I’ve again started reading Kindlon & Thompson’s Raising Cain, and just within the first few pages have gotten more out of it than any previous read-through. One of the truly wonderful things about this particular book is just that; one gains new insight and recognises new things each time one reads it. Woven through its pages are tales of sorrow, pain, suffering, malice, rage, fear, hopelessness, and disgust. Each of those emotions, though, is nothing more than a coloured lens tainting one common element: “emotional ignorance and isolation” (Kindlon & Thompson, 2000, p. 3).
Within the first segment of the first chapter (which is a mere three pages), I have already found beautiful lines bursting with insight, power, and above all, truth.

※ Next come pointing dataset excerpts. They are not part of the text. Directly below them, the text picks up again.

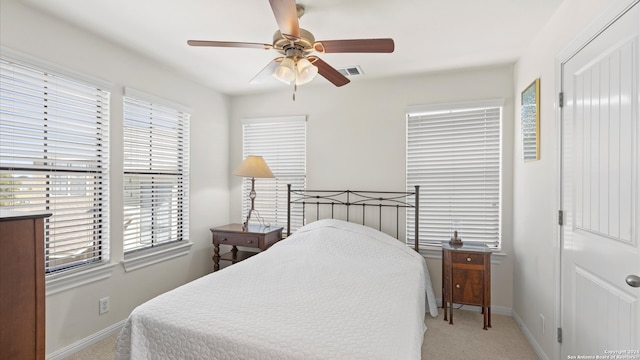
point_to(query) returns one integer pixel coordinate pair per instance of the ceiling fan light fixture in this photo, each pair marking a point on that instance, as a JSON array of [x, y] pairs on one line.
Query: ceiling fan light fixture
[[306, 71], [286, 71]]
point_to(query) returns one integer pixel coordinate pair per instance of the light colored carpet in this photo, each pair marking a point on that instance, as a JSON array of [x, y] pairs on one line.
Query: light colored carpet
[[465, 339]]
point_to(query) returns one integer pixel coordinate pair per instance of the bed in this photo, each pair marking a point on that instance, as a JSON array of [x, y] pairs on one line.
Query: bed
[[331, 290]]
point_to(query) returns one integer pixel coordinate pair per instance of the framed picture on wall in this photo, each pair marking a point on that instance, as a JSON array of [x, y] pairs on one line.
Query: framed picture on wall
[[530, 121]]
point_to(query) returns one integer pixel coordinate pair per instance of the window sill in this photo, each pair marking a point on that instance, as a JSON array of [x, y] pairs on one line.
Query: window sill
[[144, 259], [435, 252], [60, 282]]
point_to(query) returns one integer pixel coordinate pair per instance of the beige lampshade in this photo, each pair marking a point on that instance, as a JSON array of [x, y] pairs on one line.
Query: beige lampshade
[[253, 166]]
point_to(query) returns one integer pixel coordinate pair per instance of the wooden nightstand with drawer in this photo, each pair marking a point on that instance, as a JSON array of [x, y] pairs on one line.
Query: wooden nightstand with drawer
[[466, 278], [257, 237]]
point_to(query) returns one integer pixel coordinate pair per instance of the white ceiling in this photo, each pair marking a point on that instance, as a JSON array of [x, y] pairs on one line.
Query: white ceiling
[[429, 35]]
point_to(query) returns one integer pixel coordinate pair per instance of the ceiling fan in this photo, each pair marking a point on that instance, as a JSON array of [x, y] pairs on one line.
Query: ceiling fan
[[297, 65]]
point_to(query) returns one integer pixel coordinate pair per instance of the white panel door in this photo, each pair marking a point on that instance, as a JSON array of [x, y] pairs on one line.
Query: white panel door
[[600, 311]]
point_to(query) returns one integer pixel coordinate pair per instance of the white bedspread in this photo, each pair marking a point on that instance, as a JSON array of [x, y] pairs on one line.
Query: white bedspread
[[333, 290]]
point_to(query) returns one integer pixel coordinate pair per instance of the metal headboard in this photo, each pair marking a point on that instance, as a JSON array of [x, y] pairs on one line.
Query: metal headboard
[[330, 200]]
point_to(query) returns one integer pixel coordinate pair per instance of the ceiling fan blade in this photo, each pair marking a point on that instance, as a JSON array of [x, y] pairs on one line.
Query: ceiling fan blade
[[229, 44], [328, 72], [355, 46], [267, 72], [286, 16]]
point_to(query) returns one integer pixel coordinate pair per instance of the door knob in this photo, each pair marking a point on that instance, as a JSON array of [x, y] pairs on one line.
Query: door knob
[[633, 280]]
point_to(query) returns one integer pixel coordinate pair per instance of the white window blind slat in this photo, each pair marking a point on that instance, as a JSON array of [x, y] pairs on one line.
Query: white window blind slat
[[156, 169], [282, 144], [453, 153], [54, 139]]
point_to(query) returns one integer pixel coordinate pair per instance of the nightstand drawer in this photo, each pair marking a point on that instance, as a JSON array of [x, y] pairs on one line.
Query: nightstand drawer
[[237, 240], [467, 258]]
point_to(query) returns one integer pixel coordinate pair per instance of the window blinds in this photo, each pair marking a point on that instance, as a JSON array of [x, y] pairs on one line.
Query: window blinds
[[282, 144], [454, 155], [156, 168], [54, 137]]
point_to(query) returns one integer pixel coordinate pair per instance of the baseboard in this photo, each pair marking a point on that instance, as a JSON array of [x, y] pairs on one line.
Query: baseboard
[[530, 338], [79, 345]]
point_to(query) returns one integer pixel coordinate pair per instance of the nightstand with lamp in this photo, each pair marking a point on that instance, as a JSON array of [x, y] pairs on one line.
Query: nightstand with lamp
[[259, 236]]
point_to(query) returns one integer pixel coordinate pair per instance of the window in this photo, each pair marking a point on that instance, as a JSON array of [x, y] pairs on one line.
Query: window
[[156, 168], [54, 157], [453, 153], [282, 142]]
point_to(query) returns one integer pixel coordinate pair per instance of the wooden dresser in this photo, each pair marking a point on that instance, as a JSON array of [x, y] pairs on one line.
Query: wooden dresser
[[22, 285], [466, 278], [257, 237]]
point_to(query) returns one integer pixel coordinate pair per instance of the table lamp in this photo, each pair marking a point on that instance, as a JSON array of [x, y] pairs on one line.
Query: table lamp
[[253, 167]]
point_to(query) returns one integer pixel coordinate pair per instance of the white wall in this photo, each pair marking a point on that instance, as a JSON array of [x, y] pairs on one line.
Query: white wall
[[356, 137], [73, 314], [536, 184]]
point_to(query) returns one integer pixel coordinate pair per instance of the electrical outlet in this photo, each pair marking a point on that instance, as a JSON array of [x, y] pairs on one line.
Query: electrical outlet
[[103, 306]]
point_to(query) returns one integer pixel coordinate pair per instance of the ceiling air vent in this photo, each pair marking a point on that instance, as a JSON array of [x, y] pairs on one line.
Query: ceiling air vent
[[351, 71]]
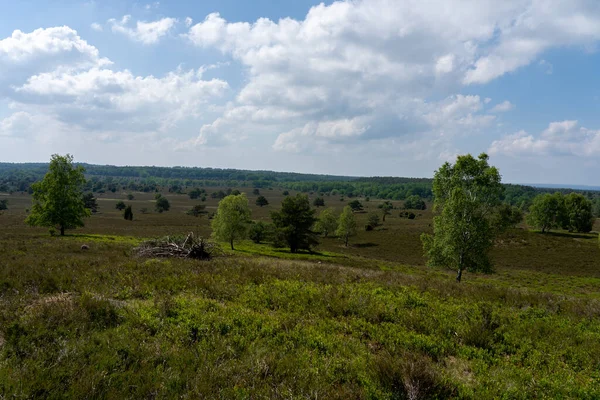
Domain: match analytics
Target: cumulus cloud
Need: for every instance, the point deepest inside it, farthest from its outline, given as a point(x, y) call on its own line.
point(380, 60)
point(560, 138)
point(503, 107)
point(144, 32)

I’m going to list a couple of the lines that I found particularly influential, but I urge you all to pick up a copy of this book and read it yourself. Whether you are an aspiring Doctor of Psychology (like me), a parent or soon-to-be parent, teacher, counselor, or in any other way work with children, you will benefit from this book. So, here are some of the wonderful lines just from the first three pages:
“Each day we try to connect with boys… who are unversed in the subtleties of emotional language and expression and threatened by emotional complexity” (Kindlon & Thompson, 2000, p. 3)
Can you possibly imagine the inner frustration it causes to have a NEED to express yourself and not be able to do so? Imagine for a second that you were in a foreign country and all you wanted was a glass of water. You don’t know the language at all, so you can’t verbalise your need. I know you’re probably thinking “well, I would just use universal hand gestures.” Here’s the catch; you’re a quadriplegic, so you can’t do that either. While it may seem like an outlandish or even asinine example, the problem issue is the same: you have a need, but are lacking the skills or capacity to express the need. Boys that have been discouraged from expressing their emotions and feelings are essentially silenced and resort to bottling up their emotional needs. They need to be taught these skills and encouraged to use them both effectively and efficiently!

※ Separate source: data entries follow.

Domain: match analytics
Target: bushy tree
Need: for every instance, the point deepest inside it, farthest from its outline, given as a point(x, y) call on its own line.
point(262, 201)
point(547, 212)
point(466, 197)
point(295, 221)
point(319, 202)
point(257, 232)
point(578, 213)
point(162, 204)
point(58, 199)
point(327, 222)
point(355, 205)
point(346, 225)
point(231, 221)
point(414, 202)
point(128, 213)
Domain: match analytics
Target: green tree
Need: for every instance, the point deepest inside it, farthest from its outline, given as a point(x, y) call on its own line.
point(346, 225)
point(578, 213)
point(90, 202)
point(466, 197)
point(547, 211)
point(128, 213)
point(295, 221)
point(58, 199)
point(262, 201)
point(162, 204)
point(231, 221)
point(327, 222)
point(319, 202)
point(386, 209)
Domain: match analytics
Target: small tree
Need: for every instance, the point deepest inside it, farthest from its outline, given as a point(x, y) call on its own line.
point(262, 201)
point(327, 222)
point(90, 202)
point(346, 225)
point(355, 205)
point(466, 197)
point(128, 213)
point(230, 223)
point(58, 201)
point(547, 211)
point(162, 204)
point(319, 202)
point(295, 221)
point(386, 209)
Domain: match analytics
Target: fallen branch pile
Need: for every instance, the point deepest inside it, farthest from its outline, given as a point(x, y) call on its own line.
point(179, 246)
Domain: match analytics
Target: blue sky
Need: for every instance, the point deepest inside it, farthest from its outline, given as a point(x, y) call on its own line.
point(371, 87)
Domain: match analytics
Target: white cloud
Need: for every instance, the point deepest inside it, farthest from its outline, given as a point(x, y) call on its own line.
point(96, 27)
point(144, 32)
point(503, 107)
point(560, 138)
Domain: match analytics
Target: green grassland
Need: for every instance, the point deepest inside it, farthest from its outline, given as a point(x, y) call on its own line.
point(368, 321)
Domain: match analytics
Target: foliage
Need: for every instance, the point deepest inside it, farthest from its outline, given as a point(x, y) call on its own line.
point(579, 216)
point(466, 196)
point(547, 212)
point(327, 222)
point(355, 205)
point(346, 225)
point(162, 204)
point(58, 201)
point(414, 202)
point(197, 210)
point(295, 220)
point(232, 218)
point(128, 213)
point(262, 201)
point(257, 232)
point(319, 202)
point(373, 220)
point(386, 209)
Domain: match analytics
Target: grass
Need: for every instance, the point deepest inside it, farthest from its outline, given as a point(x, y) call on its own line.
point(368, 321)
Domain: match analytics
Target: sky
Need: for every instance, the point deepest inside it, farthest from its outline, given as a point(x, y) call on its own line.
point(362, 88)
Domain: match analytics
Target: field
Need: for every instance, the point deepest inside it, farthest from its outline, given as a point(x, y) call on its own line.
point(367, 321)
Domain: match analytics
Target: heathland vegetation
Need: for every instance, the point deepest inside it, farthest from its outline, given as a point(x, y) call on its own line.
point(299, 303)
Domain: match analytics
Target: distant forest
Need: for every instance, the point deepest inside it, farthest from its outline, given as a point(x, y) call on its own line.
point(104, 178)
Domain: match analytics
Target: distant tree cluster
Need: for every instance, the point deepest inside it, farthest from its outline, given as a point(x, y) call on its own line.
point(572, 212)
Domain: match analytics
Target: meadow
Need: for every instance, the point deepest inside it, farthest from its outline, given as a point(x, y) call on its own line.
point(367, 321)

A boy’s world is full of contradictions, and parents are often at a loss to figure out how best to help. A boy longs for connection at the same time he feels the need to pull away, and this opens up an emotional divide” (Kindlon & Thompson, 2000, p. 3).

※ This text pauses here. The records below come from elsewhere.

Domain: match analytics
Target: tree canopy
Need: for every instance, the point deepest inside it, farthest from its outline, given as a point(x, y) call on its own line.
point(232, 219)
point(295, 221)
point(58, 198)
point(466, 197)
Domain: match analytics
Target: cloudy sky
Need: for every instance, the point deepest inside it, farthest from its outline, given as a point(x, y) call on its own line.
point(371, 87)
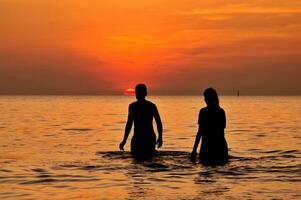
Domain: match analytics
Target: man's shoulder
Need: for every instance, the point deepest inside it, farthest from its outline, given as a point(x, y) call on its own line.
point(202, 110)
point(151, 104)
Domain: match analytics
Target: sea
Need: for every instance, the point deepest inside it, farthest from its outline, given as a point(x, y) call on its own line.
point(66, 147)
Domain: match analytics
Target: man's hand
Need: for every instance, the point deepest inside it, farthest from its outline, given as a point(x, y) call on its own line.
point(159, 142)
point(121, 145)
point(193, 155)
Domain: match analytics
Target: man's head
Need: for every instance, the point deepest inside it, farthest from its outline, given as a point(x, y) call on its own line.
point(141, 91)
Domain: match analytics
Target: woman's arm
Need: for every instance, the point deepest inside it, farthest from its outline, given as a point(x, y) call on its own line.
point(159, 127)
point(128, 128)
point(197, 140)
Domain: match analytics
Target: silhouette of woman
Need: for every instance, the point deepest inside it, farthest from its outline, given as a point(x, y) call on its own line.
point(142, 113)
point(212, 122)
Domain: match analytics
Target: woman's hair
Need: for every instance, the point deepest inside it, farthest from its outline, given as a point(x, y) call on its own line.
point(211, 97)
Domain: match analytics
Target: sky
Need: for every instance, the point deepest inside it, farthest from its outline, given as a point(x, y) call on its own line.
point(175, 47)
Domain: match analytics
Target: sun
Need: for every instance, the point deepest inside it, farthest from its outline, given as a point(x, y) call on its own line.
point(129, 92)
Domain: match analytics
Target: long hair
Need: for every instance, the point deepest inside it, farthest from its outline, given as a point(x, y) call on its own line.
point(211, 97)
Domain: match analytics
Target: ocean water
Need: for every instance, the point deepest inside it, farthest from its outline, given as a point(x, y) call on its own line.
point(66, 147)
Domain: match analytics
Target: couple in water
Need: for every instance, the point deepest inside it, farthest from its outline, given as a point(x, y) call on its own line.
point(212, 122)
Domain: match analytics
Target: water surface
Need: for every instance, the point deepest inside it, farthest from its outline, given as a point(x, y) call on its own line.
point(66, 147)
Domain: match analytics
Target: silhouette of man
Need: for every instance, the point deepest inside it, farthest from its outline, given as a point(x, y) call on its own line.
point(212, 122)
point(142, 112)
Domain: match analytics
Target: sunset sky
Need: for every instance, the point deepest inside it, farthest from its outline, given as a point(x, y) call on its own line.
point(174, 46)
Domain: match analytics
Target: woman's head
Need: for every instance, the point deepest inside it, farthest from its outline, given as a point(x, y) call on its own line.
point(211, 97)
point(141, 91)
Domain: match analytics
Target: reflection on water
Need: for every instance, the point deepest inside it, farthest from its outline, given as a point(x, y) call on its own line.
point(66, 147)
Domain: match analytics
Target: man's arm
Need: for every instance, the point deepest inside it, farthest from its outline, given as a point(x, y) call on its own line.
point(159, 127)
point(197, 138)
point(128, 128)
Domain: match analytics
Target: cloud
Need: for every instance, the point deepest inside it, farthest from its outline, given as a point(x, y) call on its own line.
point(52, 73)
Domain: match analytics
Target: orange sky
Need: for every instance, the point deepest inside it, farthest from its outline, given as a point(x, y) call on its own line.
point(175, 46)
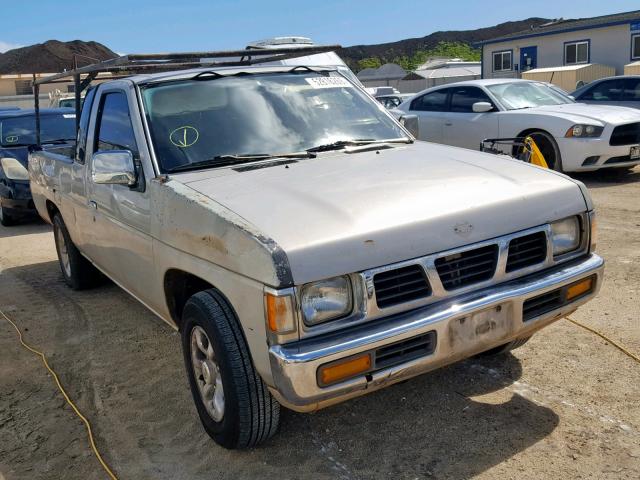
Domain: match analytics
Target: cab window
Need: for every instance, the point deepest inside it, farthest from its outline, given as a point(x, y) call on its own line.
point(114, 129)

That emotional divide can be expressed in many different ways, and as the authors further describe, those expressions can come across as isolationistic, hostile, or even violent. I believe that this emotional separation only exacerbates the “pulling-away” aspect of the respective contradiction, which could possibly bias the boy’s cognitive directionality therein.
…boys are characteristically different than girls in their emotional expression, [and] those differences are amplified by a culture that supports emotional development for girls and discourages it for boys” (Kindlon & Thompson, 2000, p. 3)
These are just a few examples of the wondrous insights offered in Raising Cain, and I hope to be able to share a few more along the way as I read it again.
|:| Zach |:|
Kindlon, D. & Thompson, M. (2000). Raising Cain: Protecting the emotional life of boys. New York: Random House.